Power Overwhelming: Quantifying the Energy Cost of Visualisation

Christoph Müller, Moritz Heinemann, Daniel Weiskopf, Thomas Ertl

View presentation:2022-10-17T20:00:00ZGMT-0600Change your timezone on the schedule page
2022-10-17T20:00:00Z
Exemplar figure, described by caption below
The measurement setup we used to determine the energy consumption of two scientific visualisation algorithms and of web-based visualisations.

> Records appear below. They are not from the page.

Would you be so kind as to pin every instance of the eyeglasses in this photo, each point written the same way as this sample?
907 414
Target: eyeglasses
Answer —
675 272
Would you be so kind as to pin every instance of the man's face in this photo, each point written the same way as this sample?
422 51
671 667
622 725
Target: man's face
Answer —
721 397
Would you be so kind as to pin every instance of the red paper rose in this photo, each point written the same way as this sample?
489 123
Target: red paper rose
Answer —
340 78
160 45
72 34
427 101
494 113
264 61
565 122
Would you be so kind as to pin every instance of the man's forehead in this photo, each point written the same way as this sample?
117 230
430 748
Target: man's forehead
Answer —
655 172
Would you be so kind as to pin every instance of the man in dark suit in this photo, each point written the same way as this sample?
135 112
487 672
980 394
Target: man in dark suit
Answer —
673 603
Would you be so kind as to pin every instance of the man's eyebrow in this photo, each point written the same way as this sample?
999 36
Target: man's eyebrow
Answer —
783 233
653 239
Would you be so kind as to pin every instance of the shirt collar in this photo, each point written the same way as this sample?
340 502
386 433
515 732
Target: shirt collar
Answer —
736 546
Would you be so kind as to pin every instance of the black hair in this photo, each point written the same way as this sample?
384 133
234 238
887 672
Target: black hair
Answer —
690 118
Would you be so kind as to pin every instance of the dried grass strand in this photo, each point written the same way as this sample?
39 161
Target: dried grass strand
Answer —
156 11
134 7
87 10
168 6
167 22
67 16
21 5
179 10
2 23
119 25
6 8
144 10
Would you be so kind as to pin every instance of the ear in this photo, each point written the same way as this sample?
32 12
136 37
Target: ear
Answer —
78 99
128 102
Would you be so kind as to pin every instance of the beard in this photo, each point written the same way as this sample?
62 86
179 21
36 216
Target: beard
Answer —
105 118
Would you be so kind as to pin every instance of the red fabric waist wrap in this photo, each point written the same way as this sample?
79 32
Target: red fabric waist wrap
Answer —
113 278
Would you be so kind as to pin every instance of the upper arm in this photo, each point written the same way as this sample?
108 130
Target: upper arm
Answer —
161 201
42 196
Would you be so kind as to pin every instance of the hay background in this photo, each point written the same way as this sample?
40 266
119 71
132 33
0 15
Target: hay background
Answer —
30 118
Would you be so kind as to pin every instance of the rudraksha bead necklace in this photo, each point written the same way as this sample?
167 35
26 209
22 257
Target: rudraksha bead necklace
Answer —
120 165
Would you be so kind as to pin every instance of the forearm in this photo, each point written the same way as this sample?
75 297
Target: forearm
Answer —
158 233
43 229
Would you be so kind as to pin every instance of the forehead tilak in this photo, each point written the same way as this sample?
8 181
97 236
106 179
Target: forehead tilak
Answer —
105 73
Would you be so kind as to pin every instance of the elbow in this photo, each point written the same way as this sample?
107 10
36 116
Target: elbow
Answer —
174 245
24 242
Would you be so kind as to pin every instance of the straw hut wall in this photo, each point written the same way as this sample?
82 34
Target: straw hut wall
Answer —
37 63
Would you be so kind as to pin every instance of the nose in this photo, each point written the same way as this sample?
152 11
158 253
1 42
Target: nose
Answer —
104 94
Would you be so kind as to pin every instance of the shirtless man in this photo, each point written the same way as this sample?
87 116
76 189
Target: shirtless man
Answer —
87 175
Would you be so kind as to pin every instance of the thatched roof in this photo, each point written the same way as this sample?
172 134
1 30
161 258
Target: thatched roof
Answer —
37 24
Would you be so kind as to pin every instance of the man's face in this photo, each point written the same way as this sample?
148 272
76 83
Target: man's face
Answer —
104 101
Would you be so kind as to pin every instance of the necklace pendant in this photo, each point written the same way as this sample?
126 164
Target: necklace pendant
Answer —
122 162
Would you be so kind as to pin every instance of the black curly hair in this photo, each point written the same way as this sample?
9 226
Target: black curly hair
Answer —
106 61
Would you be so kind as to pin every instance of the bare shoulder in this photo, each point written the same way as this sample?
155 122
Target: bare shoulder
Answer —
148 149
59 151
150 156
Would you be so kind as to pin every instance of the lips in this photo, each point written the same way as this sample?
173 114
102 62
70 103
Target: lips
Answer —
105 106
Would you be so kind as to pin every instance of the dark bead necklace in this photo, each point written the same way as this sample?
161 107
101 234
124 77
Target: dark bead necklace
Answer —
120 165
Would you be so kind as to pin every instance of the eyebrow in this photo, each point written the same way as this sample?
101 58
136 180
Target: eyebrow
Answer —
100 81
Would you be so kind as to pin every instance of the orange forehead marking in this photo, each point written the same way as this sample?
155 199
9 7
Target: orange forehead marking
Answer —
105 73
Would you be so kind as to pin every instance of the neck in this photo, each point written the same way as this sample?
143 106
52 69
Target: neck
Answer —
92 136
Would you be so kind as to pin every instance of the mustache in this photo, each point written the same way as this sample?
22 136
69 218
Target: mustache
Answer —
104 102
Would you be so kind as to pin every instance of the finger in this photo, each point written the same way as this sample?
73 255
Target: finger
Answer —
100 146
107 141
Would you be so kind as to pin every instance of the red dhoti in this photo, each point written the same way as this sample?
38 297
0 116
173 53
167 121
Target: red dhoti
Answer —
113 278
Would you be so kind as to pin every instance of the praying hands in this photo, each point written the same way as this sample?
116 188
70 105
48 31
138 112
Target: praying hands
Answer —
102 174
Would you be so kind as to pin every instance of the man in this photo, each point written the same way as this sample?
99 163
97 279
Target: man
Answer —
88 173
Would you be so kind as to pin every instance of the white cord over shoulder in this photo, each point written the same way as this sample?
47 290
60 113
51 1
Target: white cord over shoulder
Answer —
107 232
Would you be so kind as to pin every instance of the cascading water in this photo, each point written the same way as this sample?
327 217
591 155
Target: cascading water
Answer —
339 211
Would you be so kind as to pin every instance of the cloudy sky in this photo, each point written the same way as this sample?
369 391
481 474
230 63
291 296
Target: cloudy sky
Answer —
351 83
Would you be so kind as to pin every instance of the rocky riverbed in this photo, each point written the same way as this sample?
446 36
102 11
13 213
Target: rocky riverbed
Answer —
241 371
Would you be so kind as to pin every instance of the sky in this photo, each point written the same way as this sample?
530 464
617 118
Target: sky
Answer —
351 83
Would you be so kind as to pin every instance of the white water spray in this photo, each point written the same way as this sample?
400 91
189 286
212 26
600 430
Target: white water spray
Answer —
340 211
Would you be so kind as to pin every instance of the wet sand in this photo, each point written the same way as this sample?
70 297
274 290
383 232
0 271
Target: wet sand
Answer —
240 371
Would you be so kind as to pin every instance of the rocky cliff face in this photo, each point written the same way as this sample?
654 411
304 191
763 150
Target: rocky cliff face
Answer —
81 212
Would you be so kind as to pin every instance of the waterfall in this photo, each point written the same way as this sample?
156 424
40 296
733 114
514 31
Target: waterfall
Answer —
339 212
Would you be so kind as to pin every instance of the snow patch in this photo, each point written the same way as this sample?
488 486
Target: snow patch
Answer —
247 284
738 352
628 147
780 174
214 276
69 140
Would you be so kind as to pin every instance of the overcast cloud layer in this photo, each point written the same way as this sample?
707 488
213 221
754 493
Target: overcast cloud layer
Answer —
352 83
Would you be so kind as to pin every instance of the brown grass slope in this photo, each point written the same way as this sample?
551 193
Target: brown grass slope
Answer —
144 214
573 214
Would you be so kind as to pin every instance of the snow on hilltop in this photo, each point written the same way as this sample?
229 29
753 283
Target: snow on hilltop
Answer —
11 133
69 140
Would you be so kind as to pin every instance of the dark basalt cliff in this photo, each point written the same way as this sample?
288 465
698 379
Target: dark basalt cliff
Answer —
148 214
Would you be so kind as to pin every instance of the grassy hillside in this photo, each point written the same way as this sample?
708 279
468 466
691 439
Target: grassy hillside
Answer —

The live footage of the talk, including the Q&A, can be viewed on the session page, BELIV: Paper Session 2.

Abstract

GPUs are the power-hungry tool of many visualisation researchers. However, their energy consumption has mostly been investigated outside the visualisation community, albeit our algorithms can generate more complex workloads than compute kernels. Additionally, a raising number of web-based visualisations potentially makes consumers other than the GPU more relevant. We present measurement setups for quantifying the energy cost of visualisation, ranging from software sensors over external power meters and micro controller-based setups to using oscilloscopes. These setups cover energy consumption of GPUs, CPUs and other components of a computing system. Using raycasting of spherical glyphs, volume rendering and D3 visualisations as examples, we show that there are viable options for evaluating most kinds of visualisations. We conclude by stating the challenges to a broader application of these techniques and by making recommendations on how to overcome these.